Avere un figlio è una delle meraviglie della vita. Per qualche donna, però, il percorso sanitario che la porterà a diventare mamma inizia subito a ostacoli. Non certo per la scelta della struttura dove partorire, dato che in Italia ci sono moltissime eccellenze; e nemmeno per le ostetriche, i ginecologi, e i tanti professionisti coinvolti nel parto, a cui è possibile affidarsi con serenità. Il vero ostacolo è che, se la mamma è sorda, ogni passaggio di questo percorso può generare dubbi, mancate informazioni, paure immotivate: riuscirà ad essere rassicurata durante l’ecografia di controllo? Potrà seguire correttamente le indicazioni dell’ostetrica durante il parto? Per questo il Policlinico di Milano insieme all’Agenzia per la tutela della salute (ATS) di Milano hanno realizzato un video speciale: per aiutare le donne sorde a infrangere questa barriera, e per restituire loro la serenità che ogni futura mamma dovrebbe avere.

Il video, primo di una serie di iniziative sul tema, è dedicato ad un momento molto importante per ogni mamma: spiega con parole semplici, ma nel dettaglio, quando è il momento di andare in ospedale a partorire. Si è scelto di partire da qui perché le donne sorde spesso non partecipano al corso pre-parto a causa della loro diversità, e proprio per questo non imparano le informazioni base per capire se la gravidanza sta proseguendo nel modo giusto, per avvertire i primi segnali di qualche problema, e per interpretare quelle sensazioni che dicono che il bimbo sta per nascere. Il video spiega loro tutto questo in pochi minuti, e lo fa sia con la lingua dei segni, sia con delle chiare infografiche, sia con dei sottotitoli. Inoltre, il video è il formato ideale per essere visto su un sito, uno smartphone o un tablet, per essere condiviso con altre persone, per essere guardato da più persone insieme (una mamma sorda può leggere la lingua dei segni, mentre un papà o un amico udente può ascoltare l’audio o leggere i sottotitoli). E ancora, essendo il video pubblicato sulla piattaforma Youtube, è possibile tradurre i sottotitoli in 190 lingue diverse, rendendolo così prezioso anche per le tante famiglie di lingua straniera che fanno nascere i loro figli in Italia.

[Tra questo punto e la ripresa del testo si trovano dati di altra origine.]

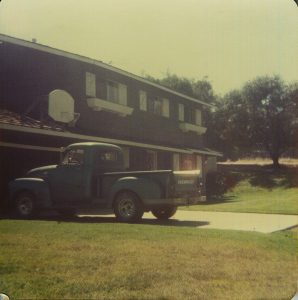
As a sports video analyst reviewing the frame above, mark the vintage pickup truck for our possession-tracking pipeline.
[9,142,205,222]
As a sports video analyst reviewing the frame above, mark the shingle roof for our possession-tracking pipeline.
[0,109,65,131]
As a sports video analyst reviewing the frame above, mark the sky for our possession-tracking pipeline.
[0,0,298,95]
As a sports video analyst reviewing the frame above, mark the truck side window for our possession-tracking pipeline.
[99,151,117,161]
[62,149,84,165]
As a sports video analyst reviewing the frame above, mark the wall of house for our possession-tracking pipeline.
[0,43,203,152]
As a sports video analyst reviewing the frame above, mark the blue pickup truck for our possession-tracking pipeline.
[9,142,206,222]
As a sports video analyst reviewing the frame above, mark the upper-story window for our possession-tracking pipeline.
[185,107,202,126]
[107,81,127,105]
[85,72,96,97]
[153,97,170,118]
[195,109,202,126]
[139,91,147,111]
[178,103,184,122]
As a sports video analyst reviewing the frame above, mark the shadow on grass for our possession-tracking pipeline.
[220,165,298,189]
[0,215,209,227]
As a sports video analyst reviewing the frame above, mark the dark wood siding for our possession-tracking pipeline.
[0,42,203,148]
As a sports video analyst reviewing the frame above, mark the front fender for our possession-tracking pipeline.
[9,178,52,208]
[109,177,162,207]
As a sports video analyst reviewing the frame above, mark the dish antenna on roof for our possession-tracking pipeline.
[48,90,80,126]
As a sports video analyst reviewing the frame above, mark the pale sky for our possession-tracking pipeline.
[0,0,298,94]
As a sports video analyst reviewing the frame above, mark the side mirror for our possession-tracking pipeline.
[59,147,65,165]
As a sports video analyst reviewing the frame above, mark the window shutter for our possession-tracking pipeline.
[173,153,180,171]
[139,91,147,111]
[118,83,127,105]
[162,98,170,118]
[86,72,96,97]
[178,103,184,122]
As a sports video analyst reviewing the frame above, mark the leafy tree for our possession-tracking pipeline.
[225,76,298,167]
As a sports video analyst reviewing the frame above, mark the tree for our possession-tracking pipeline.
[226,76,298,167]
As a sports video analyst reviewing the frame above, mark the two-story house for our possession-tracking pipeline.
[0,35,220,199]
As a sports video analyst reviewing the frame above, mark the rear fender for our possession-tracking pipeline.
[9,178,52,208]
[108,177,162,207]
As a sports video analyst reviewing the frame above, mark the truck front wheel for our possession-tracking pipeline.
[14,191,36,219]
[151,206,177,220]
[114,191,144,222]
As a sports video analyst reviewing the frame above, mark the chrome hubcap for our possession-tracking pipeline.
[118,198,136,217]
[18,197,33,216]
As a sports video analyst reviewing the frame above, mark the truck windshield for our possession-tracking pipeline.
[62,149,84,165]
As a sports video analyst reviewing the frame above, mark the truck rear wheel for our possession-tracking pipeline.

“La gravidanza è un momento positivo che va vissuto con pienezza da chiunque – ha spiegato Ezio Belleri, direttore generale del Policlinico di Milano – ed è un bisogno che conosciamo bene, dato che nella nostra Clinica Mangiagalli nascono oltre 5.500 bambini l’anno, portandoci ad essere il punto nascita più attivo d’Italia. Quello che abbiamo voluto creare è un primo ma importante passo per migliorare l’accessibilità al servizio sanitario da parte di chiunque: non a caso il nostro video è concepito per aiutare non solo chi ha una diversità uditiva, ma anche linguistica”. I contenuti del video sono stati realizzati insieme ai ginecologi e alle ostetriche della Clinica Mangiagalli, proprio per certificare le informazioni con la massima affidabilità.

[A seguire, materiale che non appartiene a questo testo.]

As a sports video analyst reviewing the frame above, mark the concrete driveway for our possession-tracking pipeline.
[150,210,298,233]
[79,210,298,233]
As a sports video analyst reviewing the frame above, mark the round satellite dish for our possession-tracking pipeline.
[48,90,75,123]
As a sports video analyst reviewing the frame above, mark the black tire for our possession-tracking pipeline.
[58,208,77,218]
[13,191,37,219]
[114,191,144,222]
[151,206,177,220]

“L’implementazione di percorsi di accoglienza medica dedicata in favore delle persone con disabilità uditiva rientra in una progettualità che parte da lontano – ha affermato Walter Bergamaschi, direttore generale di ATS Città Metropolitana di Milano – Nel 2017, in base ad un piano di attività di Regione Lombardia, sono stati formati diversi operatori di ATS, ASST e IRCCS pubblici con lo scopo di sviluppare strategie di comunicazione fondamentali con/per le persone sorde e si è avviato uno studio circa la presenza di eventuali barriere e ostacoli per i disabili uditivi all’interno degli ospedali. Grazie alla proficua collaborazione con l’Ente Nazionale Sordi è, quindi, stato possibile identificare le priorità su cui concentrare le energie volte a potenziare gli strumenti di accompagnamento che ogni giorno vengono messi in campo dalle strutture del nostro territorio”.

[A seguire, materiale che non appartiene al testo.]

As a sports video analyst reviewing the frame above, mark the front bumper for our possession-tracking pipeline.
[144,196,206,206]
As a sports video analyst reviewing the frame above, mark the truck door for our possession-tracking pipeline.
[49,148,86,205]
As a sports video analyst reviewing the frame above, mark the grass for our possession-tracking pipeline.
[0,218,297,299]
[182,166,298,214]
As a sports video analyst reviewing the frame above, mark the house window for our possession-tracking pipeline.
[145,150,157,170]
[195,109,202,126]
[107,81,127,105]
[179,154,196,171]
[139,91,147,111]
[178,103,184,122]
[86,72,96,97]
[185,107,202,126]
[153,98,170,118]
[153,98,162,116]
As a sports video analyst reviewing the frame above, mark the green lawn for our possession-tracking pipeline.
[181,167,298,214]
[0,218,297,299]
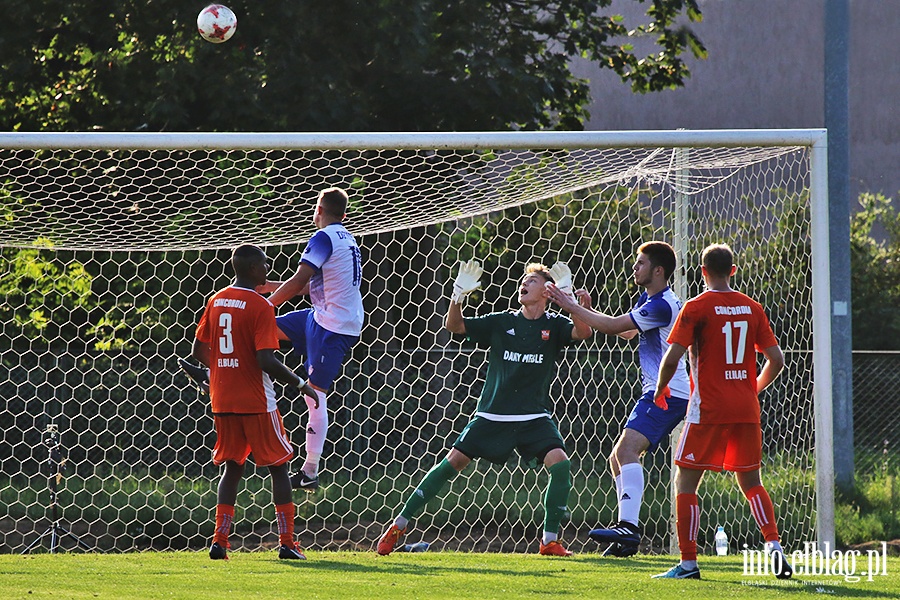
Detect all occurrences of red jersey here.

L’anno successivo ha visto l’implementazione di corsi di formazione avanzati per la lingua dei segni e l’individuazione delle aree prioritarie per la comunicazione agli utenti con disabilità uditiva: il percorso materno infantile; la diagnostica con risonanza magnetica per portatori di impianto cocleare. Compito di ATS sarà anche quello di coinvolgere tutte le strutture sanitarie presenti sul territorio condividendo materiali e percorsi in modo da ‘fare rete’ e potenziare al massimo i servizi rivolti al cittadino.

“Non è scontato che le strutture ospedaliere siano sempre pronte ad accogliere un paziente sordo. Può capitare, pertanto, che si trovi in balia degli eventi, impossibilitato ad ottenere le informazioni di cui ha bisogno. Ringrazio ATS e il Policlinico di Milano – conclude Virginio Castelnuovo, presidente dell’Ente Nazionale Sordi di Milano – per aver dato vita a questo primo progetto realizzato con la nostra collaborazione. D’ora in poi le mamme sorde che utilizzano la lingua dei segni in dolce attesa del loro bambino, soprattutto del primo figlio, potranno avere non solo delle informazioni utili, ma anche essere tranquillizzate e pronte ad accogliere i segnali del proprio corpo per condurre al meglio la gravidanza e il parto. Sono certo che questo progetto, come altre disposizioni promosse da Regione e attuate da ATS, sia un primo passo per includere e rendere accessibili i servizi sanitari ai sordi affinché ognuno possa esprimere il proprio consenso informato in piena consapevolezza”.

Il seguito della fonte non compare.